Summertime has come at last, a glorious time of cookouts and lounging by the pool in the blistering heat sipping on cool drinks. Some of us even weather the trip down to the beach on the packed highways and byways full of cars racing to get to the sand and the smell of salt water and fried food. What people don’t realize is that this is a truck driver’s worst nightmare. Roads full of cars bogging them down on their journey to pick up or drop off their scheduled load.

During the summertime the braking systems on tractor trailers take a beating. It isn’t just the ominous ‘gator’ with its glistening silver belted teeth waiting to eat your car tire that you need to worry about, it’s the tractor trailer who’s brakes suddenly decided to stop working on the trailer. Suddenly a fifty thousand pound wall is moving at you and the brakes only work on the tractor, effectively halving the stopping speed and power of one of these massive mountains of metal and fiberglass.

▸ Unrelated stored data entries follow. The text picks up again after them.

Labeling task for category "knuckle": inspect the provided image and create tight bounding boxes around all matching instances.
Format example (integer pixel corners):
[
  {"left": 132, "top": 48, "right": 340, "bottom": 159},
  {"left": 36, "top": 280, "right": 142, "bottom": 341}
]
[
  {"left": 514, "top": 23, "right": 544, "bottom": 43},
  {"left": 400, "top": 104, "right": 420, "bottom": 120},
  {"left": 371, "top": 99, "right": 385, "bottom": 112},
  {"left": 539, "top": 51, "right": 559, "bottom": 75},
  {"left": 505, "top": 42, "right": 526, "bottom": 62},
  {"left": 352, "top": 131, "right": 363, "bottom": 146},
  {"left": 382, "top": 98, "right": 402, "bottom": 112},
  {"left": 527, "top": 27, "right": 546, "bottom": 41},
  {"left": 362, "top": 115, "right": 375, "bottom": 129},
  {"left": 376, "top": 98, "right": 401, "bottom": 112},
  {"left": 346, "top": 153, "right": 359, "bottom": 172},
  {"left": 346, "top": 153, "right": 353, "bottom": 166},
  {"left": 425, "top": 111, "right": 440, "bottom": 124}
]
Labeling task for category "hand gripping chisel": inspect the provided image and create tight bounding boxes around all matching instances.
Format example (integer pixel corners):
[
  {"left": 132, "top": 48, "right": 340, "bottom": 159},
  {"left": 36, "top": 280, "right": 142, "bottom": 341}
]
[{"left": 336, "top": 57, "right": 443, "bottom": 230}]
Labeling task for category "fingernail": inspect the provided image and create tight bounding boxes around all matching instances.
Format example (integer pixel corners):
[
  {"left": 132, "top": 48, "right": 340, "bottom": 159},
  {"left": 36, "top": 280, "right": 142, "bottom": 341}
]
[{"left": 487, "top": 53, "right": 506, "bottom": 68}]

Heaven only help you if you cut one off and his brakes don’t work, you won’t know what hit you.

Literally.

So what, as a driver, can be done about the brakes on trailers to keep them working consistently and effectively? First you should do your standard walk around pre-trip inspection, if you hear any leaks or see any visual damage done to either the red or blue airlines linking the truck and trailer together. Check your belly lines to see if there is any visual wear or if one of the springs has broken to let them drag. D.O.T. checks these lines first as well and who really wants that ticket?

If you hear any leaks around your trailer tandems, odds are it could be either a line going or coming from an airbag or brake chamber. The same can be said if you hear a leak coming from the red and yellow parking brake on your dash when the trailer is attached, this can many times be a brake chamber back-feeding out through the valve in the dash.

Your brake shoes and drums themselves need to be inspected as well as the slack adjusters and s-cams that keep them working properly. These can fail without there ever being an indication that there was a thing wrong in the first place. Always check to see any damage done.

Nobody wants to be faced with the decision to hit a car that cut them off or roll their trailer on the shoulder because the brakes decided not to work. Check everything, keep an eye on it even if you think it is perfectly fine.

Summer is supposed to be about beaches and relaxation, not accidents and regret. Do what you can now to keep yourself and everyone else happy and safe this summer!